Ebert Thomas J, Vogt Julia A, Kaur Roopvir, Iqbal Zafar, Peters Douglas J, Cummings Craig E, Stekiel Thomas A
Department of Anesthesiology, Medical College of Wisconsin, Milwaukee, WI, USA.
Department of Anesthesiology, CJ Zablocki VA Medical Center, Milwaukee, WI, 53295, USA.
J Clin Monit Comput. 2025 Feb;39(1):149-156. doi: 10.1007/s10877-024-01225-3. Epub 2024 Oct 18.
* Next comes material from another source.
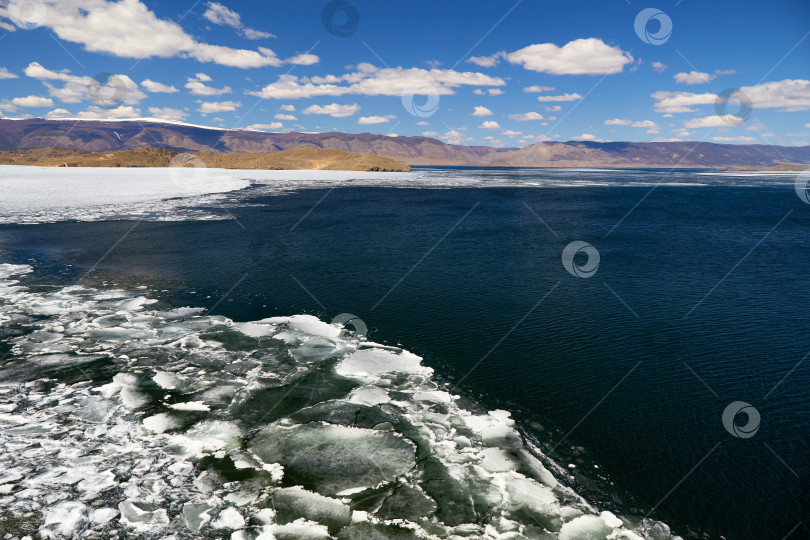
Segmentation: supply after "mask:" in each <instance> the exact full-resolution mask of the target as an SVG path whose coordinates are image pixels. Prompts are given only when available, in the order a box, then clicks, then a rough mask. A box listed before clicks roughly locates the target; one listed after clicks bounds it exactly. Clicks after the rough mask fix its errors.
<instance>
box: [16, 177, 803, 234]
mask: <svg viewBox="0 0 810 540" xmlns="http://www.w3.org/2000/svg"><path fill="white" fill-rule="evenodd" d="M795 176H796V173H769V172H764V173H760V172H728V171H726V172H722V171H721V172H703V173H697V175H696V174H695V173H694V172H691V171H671V170H663V169H662V170H659V171H650V170H616V169H551V168H548V169H497V168H493V169H417V170H415V171H414V172H409V173H402V172H399V173H381V172H351V171H263V170H231V169H205V168H199V169H194V168H185V169H184V168H99V167H92V168H74V167H58V168H53V167H33V166H15V165H4V166H2V167H0V193H2V196H0V224H2V223H24V224H31V223H50V222H58V221H99V220H113V219H145V220H162V221H184V220H197V219H229V218H230V217H232V216H231V215H230V214H229V213H228V212H223V211H221V210H223V209H227V208H228V207H229V206H230V205H238V204H239V203H240V202H242V201H244V200H245V199H246V198H248V197H250V196H254V195H262V194H275V193H284V192H291V191H296V190H301V189H329V188H333V187H345V186H353V187H357V186H364V187H392V188H428V189H447V188H457V187H466V188H488V187H531V188H538V187H625V186H673V187H677V186H682V187H693V186H709V185H751V186H763V185H766V186H793V185H794V180H795ZM696 179H698V180H696ZM248 187H250V188H251V189H246V188H248ZM209 208H210V209H212V210H217V209H219V210H220V211H218V212H212V211H208V210H207V209H209Z"/></svg>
Automated EMG devices to detect compound muscle action potentials from the adductor pollicis muscle in response to ulnar nerve stimulation, regardless of hand and thumb position, may serve as a better reference ("gold standard") for clinical assessment of neuromuscular function than traditional mechanomyography (MMG) systems that need custom design and validation in lab settings. This evaluation compared the TetraGraph EMG system against a validated MMG device to investigate the accuracy and repeatability of this quantitative EMG monitor for detecting onset, offset and deep neuromuscular block. Simultaneous muscle action potential recordings from the EMG neuromuscular monitor and muscle contractions from an in-house developed MMG monitor in response to ulnar nerve stimulation were obtained from patients having elective surgery requiring neuromuscular block. Train-of-four (TOF) ratios, TOF counts, and post-tetanic counts (PTCs) were recorded simultaneously from the same hand muscle and compared. In total, 685 pairs of simultaneous TOF ratios were evaluated. The mean difference (bias) of TOF ratios between devices was small (- 2.1%). TOF counts from 285 data pairs were within a count of 2 or less 96% of the time. During deep block, PTC comparisons from 215 data pairs were within a count of 2 or less 95% of the time. These findings, along with prior EMG device evaluations, indicate that real-time EMG neuromuscular monitoring technology to detect muscle action potentials from the adductor pollicis in the clinical setting is closely aligned with the force of thumb contraction determined from MMG. The accuracy of quantitative EMG technology of the TetraGraph EMG system lends strong support for this monitor, along with other similarly validated EMG monitors, to become a clinical standard for all phases (onset, depth and reversal) of neuromuscular block in clinical practice.
自动化肌电图设备可检测拇收肌在尺神经刺激下产生的复合肌肉动作电位,无论手和拇指的位置如何,与传统的机械肌电图(MMG)系统相比,它可能是神经肌肉功能临床评估的更好参考(“金标准”),传统的MMG系统需要在实验室环境中进行定制设计和验证。本评估将TetraGraph肌电图系统与经过验证的MMG设备进行比较,以研究这种定量肌电图监测仪检测起始、偏移和深度神经肌肉阻滞的准确性和可重复性。从需要进行神经肌肉阻滞的择期手术患者中,同时获取肌电图神经肌肉监测仪记录的肌肉动作电位和内部开发的MMG监测仪记录的肌肉收缩情况,这些记录是在尺神经刺激下获得的。同时记录同一只手部肌肉的四个成串刺激(TOF)比率、TOF计数和强直后计数(PTC)并进行比较。总共评估了685对同时出现的TOF比率。两种设备之间TOF比率的平均差异(偏差)很小(-2.1%)。285个数据对的TOF计数在96%的时间内相差2个计数或更少。在深度阻滞期间,215个数据对的PTC比较在95%的时间内相差2个计数或更少。这些发现以及之前对肌电图设备的评估表明,在临床环境中检测拇收肌肌肉动作电位的实时肌电图神经肌肉监测技术与通过MMG确定的拇指收缩力密切相关。TetraGraph肌电图系统的定量肌电图技术的准确性有力地支持了该监测仪以及其他经过类似验证的肌电图监测仪成为临床实践中神经肌肉阻滞所有阶段(起始、深度和逆转)的临床标准。